Casey Sprake, Economist at Anchor Capital, said that although geopolitical tensions with the US remain a key risk, the local economy has entered the year with notable momentum, supported by easing inflation, a more accommodative monetary policy, a stable electricity supply, and improving business and consumer confidence. “Structural reforms are progressing, and while logistical bottlenecks persist, operational improvements are becoming increasingly evident—albeit somewhat overshadowed by external volatility.”

Sprake added that the Government of National Unity (GNU) appears to be holding up, adding a degree of political stability that supports ongoing economic reform efforts. “ However, global risks have escalated significantly, particularly following a series of executive orders by US President Donald Trump. These include tariff hikes on select US imports and retaliatory measures from affected countries, adding to trade uncertainties. More concerningly for South Africa, the US has issued an executive order to cease all aid to the country, raising the risk of further, potentially more damaging, South Africa-specific measures. Should the National Treasury absorb any of the costs previously covered by US aid, this could introduce additional fiscal pressure and reinforce a conservative budget stance.”

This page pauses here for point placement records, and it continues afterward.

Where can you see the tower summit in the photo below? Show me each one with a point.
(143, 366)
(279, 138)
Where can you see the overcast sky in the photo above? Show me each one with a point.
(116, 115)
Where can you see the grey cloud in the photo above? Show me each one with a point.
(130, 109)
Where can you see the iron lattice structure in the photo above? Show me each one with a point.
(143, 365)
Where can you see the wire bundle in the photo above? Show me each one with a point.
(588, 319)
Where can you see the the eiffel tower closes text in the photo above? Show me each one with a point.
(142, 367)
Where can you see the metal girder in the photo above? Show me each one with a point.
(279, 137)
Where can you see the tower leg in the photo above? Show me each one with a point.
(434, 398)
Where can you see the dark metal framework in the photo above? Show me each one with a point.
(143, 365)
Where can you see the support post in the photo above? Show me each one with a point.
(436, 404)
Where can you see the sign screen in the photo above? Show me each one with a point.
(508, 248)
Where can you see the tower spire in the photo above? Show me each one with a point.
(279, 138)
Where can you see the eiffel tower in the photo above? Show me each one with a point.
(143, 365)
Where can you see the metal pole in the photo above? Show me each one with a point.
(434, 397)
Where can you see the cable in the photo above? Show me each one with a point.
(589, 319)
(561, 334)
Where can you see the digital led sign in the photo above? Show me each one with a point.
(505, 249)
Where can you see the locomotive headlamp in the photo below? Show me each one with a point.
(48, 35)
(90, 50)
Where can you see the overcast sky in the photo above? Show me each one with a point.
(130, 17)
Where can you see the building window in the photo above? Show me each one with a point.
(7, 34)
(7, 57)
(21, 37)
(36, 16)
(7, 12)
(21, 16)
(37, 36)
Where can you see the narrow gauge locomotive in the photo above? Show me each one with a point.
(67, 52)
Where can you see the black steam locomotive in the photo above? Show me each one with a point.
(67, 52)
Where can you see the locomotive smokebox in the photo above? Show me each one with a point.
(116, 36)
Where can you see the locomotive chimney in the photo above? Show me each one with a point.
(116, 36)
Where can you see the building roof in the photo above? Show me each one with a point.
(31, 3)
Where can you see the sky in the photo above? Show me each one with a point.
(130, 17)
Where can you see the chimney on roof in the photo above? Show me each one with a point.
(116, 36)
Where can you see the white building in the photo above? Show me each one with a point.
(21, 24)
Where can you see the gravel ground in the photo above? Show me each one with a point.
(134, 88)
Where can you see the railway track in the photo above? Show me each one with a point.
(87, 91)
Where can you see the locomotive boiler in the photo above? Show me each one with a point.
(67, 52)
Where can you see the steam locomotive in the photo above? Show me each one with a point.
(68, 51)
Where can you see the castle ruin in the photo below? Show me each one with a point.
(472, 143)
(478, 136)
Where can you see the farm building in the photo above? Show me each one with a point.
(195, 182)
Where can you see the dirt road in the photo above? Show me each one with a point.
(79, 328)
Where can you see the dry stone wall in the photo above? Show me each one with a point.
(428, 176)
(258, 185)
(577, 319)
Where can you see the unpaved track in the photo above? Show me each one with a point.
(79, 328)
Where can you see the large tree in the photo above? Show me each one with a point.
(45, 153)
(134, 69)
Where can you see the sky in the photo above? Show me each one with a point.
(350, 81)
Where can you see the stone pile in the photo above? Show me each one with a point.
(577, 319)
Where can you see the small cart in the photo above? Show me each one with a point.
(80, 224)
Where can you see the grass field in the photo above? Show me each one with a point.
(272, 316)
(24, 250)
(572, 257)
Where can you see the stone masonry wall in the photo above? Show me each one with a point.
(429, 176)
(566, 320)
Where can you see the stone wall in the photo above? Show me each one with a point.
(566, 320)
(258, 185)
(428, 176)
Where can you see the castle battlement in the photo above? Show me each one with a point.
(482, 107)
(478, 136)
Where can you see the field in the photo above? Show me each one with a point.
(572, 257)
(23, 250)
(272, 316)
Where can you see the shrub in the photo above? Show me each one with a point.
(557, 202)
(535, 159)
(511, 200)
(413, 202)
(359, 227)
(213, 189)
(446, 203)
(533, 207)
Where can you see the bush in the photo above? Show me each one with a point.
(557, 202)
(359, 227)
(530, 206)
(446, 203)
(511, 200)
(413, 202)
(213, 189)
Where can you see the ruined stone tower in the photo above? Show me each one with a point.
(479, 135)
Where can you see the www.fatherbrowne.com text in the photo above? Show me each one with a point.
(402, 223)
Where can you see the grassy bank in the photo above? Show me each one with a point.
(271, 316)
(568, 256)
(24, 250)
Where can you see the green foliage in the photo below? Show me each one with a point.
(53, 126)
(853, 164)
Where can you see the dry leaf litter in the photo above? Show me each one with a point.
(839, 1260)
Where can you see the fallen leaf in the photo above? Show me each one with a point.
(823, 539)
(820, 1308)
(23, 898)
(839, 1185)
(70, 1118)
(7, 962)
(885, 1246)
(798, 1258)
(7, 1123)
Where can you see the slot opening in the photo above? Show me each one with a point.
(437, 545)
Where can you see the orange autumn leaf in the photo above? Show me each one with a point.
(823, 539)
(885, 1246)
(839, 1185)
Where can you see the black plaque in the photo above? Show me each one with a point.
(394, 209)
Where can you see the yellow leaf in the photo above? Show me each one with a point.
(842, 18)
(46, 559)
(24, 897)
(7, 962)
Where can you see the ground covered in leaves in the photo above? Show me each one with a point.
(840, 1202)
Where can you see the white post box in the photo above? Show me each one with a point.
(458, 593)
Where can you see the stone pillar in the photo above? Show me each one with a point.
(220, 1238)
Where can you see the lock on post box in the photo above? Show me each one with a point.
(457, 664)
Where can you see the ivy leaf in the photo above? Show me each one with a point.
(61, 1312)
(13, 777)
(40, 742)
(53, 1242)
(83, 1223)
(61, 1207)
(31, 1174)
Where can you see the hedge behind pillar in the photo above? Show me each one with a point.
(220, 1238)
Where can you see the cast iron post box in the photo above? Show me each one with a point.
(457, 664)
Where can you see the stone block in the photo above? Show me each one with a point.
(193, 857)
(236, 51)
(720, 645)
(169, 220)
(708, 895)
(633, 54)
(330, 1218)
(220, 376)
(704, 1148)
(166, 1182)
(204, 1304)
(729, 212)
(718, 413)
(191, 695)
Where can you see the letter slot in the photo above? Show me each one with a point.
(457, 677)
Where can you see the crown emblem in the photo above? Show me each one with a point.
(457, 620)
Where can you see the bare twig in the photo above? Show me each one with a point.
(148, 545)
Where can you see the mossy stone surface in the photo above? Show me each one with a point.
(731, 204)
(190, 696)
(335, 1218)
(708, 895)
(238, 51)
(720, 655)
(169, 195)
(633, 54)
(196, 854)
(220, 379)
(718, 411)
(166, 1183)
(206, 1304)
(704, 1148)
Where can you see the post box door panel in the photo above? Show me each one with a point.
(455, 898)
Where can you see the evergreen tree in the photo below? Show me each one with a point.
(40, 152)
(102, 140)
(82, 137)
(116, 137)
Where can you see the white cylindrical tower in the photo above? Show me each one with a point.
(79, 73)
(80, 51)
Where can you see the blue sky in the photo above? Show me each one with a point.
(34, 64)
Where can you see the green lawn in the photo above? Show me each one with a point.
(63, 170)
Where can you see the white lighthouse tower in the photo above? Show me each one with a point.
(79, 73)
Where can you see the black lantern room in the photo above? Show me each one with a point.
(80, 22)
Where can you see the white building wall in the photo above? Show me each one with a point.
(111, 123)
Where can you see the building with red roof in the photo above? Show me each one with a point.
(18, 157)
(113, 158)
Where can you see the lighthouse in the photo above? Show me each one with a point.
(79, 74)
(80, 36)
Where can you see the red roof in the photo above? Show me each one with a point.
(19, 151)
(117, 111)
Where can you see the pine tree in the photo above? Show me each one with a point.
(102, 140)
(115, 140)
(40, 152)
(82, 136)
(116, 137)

Sprake said that despite the growing headwinds, we still see potential for positive sovereign credit rating action in the future, contingent on continued progress in growth-supportive policy reforms and fiscal consolidation. “Given the recent escalation of economic and fiscal risks, such upgrades are unlikely in the near term. Furthermore, regarding the greylisting outlook, the government has indicated that meeting the June 2025 deadline for FATF compliance is unlikely. With several key reforms still in progress, greylisting may remain in effect until at least Q4 2025, thereby extending the timeline for achieving full compliance.”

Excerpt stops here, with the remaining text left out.